On Tuesday, November 2, NBR hosted a virtual discussion with Shih-Shiuan Kao (independent researcher), Melissa Newcomb (National Democratic Institute), and other experts on the nature of PRC disinformation campaigns in Taiwan, Taiwan’s coordinated response, and the implications of Taiwan’s efforts for other democracies. This discussion accompanied NBR’s recently published report “Taiwan’s Response to Disinformation: A Model for Coordination to Counter a Complicated Threat” authored by Mr. Kao.
Roy D. Kamphausen, The National Bureau of Asian Research
Rachel Bernstein, The National Bureau of Asian Research
Shih-Shiuan Kao, Independent Researcher
Melissa Newcomb, National Democratic Institute
Shih-Shiuan Kao is an independent policy researcher whose work focuses on mapping the legal and policy tools for the prevention of undue foreign interference on democratic society. Mr. Kao previously was a legal researcher for Doublethink Lab, a Taiwanese NGO working on understanding influence operations and developing tools and policy suggestions for counteractions. He also was a legislative assistant (specializing in criminal policy, judicial reform, and digital privacy) of Ms. Mei-Nu Yu, a senior lawyer and well-respected human rights advocate in Taiwan, during 2018–2020.
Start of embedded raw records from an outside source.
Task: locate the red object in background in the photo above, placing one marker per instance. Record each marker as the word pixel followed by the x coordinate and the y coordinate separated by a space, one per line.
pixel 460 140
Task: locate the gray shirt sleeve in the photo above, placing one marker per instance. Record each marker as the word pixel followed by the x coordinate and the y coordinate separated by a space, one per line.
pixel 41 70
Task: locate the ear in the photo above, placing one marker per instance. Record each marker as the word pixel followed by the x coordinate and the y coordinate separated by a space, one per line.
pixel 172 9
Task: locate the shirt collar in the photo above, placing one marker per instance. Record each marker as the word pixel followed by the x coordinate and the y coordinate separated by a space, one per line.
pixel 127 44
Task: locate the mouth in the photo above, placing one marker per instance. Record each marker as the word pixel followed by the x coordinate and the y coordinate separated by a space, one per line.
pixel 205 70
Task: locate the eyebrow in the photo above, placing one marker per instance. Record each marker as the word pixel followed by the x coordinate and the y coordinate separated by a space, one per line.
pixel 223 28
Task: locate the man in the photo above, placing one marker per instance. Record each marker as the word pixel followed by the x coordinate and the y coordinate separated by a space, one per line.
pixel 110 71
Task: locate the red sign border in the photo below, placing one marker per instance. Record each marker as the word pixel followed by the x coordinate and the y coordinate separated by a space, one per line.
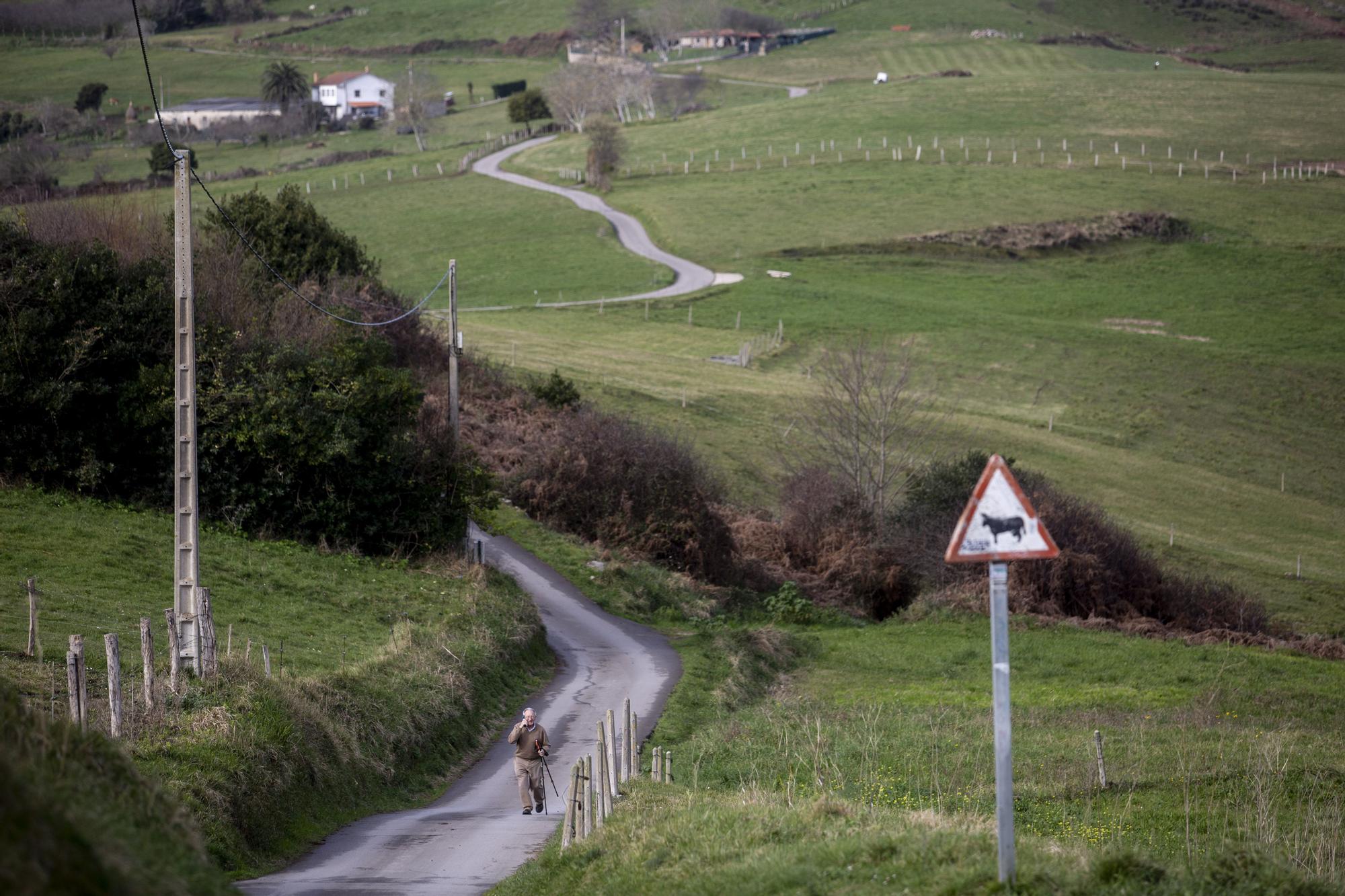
pixel 960 533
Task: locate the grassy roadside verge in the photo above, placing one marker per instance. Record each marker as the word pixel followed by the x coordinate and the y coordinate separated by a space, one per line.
pixel 403 674
pixel 876 754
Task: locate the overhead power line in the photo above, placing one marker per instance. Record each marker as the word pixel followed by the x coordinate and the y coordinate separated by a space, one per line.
pixel 224 214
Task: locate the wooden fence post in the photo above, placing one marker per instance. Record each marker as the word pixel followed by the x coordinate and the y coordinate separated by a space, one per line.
pixel 611 751
pixel 77 647
pixel 588 795
pixel 174 650
pixel 73 684
pixel 595 790
pixel 33 618
pixel 568 825
pixel 623 771
pixel 147 658
pixel 110 643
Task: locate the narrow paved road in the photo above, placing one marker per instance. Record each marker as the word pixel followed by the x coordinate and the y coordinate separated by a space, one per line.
pixel 474 836
pixel 691 276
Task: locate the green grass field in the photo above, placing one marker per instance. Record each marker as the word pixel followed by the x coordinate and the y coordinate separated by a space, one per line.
pixel 1210 751
pixel 251 770
pixel 1137 419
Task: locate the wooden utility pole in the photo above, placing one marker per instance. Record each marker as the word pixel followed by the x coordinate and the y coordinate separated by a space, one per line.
pixel 188 526
pixel 455 348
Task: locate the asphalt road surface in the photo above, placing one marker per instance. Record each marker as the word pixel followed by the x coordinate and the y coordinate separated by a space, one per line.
pixel 691 276
pixel 474 836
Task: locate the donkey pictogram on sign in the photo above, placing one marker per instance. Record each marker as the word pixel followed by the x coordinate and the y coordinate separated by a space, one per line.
pixel 999 522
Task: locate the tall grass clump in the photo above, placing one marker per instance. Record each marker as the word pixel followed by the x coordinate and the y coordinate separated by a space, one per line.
pixel 68 825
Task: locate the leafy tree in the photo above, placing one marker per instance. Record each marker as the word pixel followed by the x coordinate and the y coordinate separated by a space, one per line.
pixel 528 107
pixel 282 84
pixel 290 233
pixel 91 97
pixel 163 161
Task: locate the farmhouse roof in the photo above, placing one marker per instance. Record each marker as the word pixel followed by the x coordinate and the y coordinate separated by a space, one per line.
pixel 225 104
pixel 338 79
pixel 719 33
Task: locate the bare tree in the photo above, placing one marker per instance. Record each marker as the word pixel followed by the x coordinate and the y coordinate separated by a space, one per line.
pixel 575 92
pixel 607 145
pixel 868 424
pixel 424 99
pixel 679 93
pixel 627 88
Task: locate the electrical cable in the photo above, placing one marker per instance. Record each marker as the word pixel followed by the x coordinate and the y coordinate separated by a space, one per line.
pixel 224 214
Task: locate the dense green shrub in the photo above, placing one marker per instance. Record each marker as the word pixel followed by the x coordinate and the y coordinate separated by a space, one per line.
pixel 91 97
pixel 295 240
pixel 80 329
pixel 617 481
pixel 528 107
pixel 509 88
pixel 558 391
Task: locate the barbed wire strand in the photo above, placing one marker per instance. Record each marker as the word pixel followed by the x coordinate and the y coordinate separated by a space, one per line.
pixel 233 227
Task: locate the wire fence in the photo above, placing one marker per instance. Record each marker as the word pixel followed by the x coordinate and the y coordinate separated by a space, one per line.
pixel 1063 154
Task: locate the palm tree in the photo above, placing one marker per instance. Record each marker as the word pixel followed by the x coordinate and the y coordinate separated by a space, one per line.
pixel 283 83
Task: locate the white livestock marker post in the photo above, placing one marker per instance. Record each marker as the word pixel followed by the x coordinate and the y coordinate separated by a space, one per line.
pixel 999 509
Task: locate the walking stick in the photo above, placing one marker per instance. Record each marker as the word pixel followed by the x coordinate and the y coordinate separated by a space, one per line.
pixel 547 807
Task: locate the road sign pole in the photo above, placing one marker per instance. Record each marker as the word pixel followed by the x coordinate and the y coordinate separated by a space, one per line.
pixel 1004 733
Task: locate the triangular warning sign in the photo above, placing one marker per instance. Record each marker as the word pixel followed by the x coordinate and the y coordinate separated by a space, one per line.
pixel 999 522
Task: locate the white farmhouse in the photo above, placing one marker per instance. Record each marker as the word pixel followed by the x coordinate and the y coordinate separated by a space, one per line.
pixel 215 111
pixel 354 95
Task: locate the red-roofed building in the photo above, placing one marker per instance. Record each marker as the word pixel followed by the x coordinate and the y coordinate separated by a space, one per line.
pixel 354 95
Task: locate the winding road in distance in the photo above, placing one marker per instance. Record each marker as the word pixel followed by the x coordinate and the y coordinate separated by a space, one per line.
pixel 691 276
pixel 474 836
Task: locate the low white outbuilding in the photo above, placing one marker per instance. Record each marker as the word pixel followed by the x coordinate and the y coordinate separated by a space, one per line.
pixel 215 111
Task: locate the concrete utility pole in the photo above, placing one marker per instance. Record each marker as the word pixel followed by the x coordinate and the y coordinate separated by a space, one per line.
pixel 455 349
pixel 188 526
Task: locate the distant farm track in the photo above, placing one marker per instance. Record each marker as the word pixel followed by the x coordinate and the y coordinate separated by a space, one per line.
pixel 691 276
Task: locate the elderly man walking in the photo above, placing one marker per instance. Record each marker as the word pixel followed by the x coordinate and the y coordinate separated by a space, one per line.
pixel 531 744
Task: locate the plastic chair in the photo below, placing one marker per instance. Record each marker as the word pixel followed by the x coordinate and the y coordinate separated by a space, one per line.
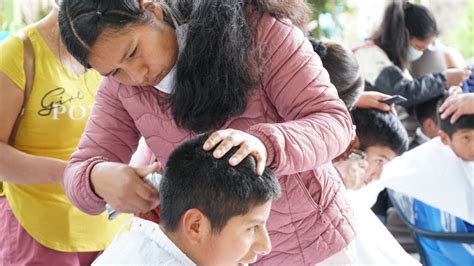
pixel 404 206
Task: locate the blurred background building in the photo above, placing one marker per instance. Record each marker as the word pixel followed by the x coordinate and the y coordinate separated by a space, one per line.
pixel 349 21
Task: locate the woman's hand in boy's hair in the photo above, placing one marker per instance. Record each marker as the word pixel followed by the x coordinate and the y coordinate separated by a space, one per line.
pixel 123 188
pixel 457 105
pixel 455 76
pixel 249 145
pixel 371 100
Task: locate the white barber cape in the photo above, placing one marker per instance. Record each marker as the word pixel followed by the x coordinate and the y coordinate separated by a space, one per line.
pixel 144 244
pixel 375 245
pixel 434 174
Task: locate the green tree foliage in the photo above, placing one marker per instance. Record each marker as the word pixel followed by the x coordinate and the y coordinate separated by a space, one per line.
pixel 463 37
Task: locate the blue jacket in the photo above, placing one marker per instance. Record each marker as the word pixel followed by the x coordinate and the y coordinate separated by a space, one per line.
pixel 443 252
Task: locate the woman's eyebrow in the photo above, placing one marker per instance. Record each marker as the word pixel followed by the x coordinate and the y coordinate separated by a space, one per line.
pixel 124 55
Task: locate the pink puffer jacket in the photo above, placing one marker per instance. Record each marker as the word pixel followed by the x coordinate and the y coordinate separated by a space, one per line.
pixel 296 113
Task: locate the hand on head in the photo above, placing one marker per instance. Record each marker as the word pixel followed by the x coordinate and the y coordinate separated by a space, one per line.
pixel 371 100
pixel 457 105
pixel 224 140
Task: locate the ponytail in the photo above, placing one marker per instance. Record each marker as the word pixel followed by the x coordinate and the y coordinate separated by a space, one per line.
pixel 392 35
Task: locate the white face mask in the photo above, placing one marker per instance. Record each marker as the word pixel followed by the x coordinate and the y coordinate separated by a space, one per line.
pixel 413 54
Melissa Newcomb is the Senior Program Manager for the Hong Kong, Taiwan, and China Illiberal Influence programs at the National Democratic Institute. Previously, she managed the Taiwan portfolio at the National Bureau of Asian Research. Ms. Newcomb was a founding staff member of the Global Taiwan Institute (GTI), which launched in 2016. At GTI she created the Civil Society and Democracy series, which invited activists and experts from Taiwan to Washington, D.C., to speak about their work. Her current research is focused on Taiwan’s digital democracy reforms as a fellow for the U.S.-Taiwan Next Generation Working Group with the Institute of East Asian Studies at UC Berkeley. Her recently published article in the Diplomat (“Can Taiwan Provide the Alternative to Digital Authoritarianism?“) is based on her preliminary research. She holds a BA in English literature and Asian studies from St. Mary’s College of Maryland and an MA in international affairs with a focus on East Asia and conflict resolution from American University.